Speech to Polish Ambassador

O quam decepta fui expectavi legationem mihi vero querelam adduxisti. How I have been deceived! I was expecting a diplomatic mission, but you have brought me a quarrel! By virtue of your testimonials I have received you as an ambassador, but I have found you instead a challenger. Never in my life have I heard such audacity. I marvel, indeed I marvel at so great and such unprecedented impertinence in public. Nor can I believe that had your King been here he would have spoken in such words. But if he had, indeed, happened, which I can scarcely credit, to entrust some such matter to your hands, even though the King is young and a King not by birth but by election–and newly elected at that–he would show himself as having a very imperfect understanding of the manner in which such matters are handled between Princes, a manner observed towards us by his betters and which he will perhaps observe in future. As for yourself, you give me the impression of having studied many books, but not yet of having graduated to the books of Princes, rather remaining ignorant of the dealings between Kings. As to the law of nature and of nations of which you make so much mention, know that the law of nature and of nations is thus: when war is declared between Kings, either may cut the other’s lines of supply, no matter where they run from and neither may they make it a precondition of their losses that these be made good.
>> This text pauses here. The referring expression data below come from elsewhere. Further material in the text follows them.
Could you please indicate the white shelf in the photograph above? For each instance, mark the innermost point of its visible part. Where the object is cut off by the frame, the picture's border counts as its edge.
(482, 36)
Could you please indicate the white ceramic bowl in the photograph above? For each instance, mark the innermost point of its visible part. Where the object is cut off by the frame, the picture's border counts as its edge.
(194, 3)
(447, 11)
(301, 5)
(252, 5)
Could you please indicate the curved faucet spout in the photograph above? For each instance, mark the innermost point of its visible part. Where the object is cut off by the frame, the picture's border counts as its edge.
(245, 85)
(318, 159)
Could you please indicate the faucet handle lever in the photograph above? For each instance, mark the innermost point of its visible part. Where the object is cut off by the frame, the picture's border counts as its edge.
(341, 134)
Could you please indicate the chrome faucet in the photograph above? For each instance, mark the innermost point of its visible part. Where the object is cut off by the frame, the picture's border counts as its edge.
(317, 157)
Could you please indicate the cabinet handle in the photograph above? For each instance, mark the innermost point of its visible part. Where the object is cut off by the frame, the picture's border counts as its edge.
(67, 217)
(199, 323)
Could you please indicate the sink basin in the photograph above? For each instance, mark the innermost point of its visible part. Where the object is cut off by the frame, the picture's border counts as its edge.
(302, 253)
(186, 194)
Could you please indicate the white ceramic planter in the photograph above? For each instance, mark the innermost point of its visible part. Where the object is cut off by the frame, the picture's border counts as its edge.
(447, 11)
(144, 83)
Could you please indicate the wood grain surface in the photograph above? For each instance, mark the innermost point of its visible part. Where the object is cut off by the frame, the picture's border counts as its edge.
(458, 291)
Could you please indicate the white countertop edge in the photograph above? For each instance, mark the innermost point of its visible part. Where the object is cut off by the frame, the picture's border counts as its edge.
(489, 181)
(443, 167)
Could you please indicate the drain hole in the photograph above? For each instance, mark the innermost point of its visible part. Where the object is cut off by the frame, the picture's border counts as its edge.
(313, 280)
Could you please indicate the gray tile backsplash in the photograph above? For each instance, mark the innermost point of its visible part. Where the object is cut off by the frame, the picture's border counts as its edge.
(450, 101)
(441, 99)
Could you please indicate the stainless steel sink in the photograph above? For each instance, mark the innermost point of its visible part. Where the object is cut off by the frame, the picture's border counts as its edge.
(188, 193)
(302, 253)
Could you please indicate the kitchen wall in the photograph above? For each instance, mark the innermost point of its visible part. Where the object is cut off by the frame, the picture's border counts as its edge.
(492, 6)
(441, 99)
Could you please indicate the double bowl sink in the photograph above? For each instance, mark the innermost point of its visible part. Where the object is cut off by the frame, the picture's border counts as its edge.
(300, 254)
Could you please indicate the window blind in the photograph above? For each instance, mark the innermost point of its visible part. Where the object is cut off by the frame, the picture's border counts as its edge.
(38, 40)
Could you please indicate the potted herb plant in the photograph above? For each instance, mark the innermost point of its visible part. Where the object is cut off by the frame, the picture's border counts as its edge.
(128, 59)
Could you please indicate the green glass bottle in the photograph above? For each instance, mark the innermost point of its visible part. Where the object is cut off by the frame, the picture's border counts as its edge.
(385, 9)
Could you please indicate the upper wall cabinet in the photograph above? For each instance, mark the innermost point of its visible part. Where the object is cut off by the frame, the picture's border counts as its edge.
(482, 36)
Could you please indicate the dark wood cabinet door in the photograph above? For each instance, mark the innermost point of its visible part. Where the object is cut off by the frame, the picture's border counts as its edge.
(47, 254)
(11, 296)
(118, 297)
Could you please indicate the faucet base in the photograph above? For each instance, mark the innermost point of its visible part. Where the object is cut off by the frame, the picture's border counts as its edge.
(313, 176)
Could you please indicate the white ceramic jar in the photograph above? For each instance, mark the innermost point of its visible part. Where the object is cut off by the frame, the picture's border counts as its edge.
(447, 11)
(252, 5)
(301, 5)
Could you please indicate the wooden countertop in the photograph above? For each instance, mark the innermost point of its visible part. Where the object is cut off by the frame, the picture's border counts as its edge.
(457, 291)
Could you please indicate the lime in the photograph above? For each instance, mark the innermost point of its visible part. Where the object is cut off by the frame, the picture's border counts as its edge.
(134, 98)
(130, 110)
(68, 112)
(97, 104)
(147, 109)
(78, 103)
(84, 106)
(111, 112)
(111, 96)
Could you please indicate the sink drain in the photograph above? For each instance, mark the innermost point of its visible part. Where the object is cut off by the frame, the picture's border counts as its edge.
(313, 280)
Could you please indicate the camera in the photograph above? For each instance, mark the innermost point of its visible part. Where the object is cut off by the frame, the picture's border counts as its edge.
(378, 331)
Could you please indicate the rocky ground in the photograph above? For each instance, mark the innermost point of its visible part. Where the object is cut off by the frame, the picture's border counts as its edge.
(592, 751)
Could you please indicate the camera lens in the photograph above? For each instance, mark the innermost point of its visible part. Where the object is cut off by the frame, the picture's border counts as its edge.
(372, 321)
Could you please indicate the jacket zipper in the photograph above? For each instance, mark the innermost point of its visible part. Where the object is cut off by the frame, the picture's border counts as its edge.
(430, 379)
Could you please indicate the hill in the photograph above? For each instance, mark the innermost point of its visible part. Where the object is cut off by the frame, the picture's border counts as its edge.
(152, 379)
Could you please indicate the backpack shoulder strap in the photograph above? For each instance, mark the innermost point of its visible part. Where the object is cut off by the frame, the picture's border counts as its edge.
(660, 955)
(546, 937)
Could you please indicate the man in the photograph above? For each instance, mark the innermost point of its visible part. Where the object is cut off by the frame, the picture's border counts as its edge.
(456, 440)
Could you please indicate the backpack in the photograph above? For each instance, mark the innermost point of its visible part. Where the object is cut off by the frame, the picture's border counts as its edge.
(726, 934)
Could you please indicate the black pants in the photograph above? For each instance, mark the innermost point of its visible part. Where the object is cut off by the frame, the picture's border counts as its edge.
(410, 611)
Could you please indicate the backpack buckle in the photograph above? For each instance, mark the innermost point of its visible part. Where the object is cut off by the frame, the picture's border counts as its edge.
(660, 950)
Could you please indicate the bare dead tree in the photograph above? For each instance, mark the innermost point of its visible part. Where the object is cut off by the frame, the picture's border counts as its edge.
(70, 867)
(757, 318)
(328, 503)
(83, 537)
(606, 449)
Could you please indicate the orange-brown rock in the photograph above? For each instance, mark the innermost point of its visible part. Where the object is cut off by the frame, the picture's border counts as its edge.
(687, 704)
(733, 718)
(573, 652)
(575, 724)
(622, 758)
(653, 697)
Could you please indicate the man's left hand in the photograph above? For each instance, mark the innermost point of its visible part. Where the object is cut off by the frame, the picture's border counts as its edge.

This, I say, is the law of nature and of nations. And as for your alliance with the House of Austria by which you set so much store, let it not escape your memory that there was one of that house, who attempted to wrest the kingdom of Poland from your King. For the other matters which are too numerous to be dealt with here and now, you shall wait until you hear what is considered by certain of my counsellors appointed to consider them. Meanwhile farewell and hold your Peace.

(Elizabeth’s response in Latin to the Polish Ambassador after he publicly complained, in Latin, of how the quarrel between England and Spain was affecting Polish merchants and trade routes. Elizabeth had been expecting a complimentary address, not a complaint!)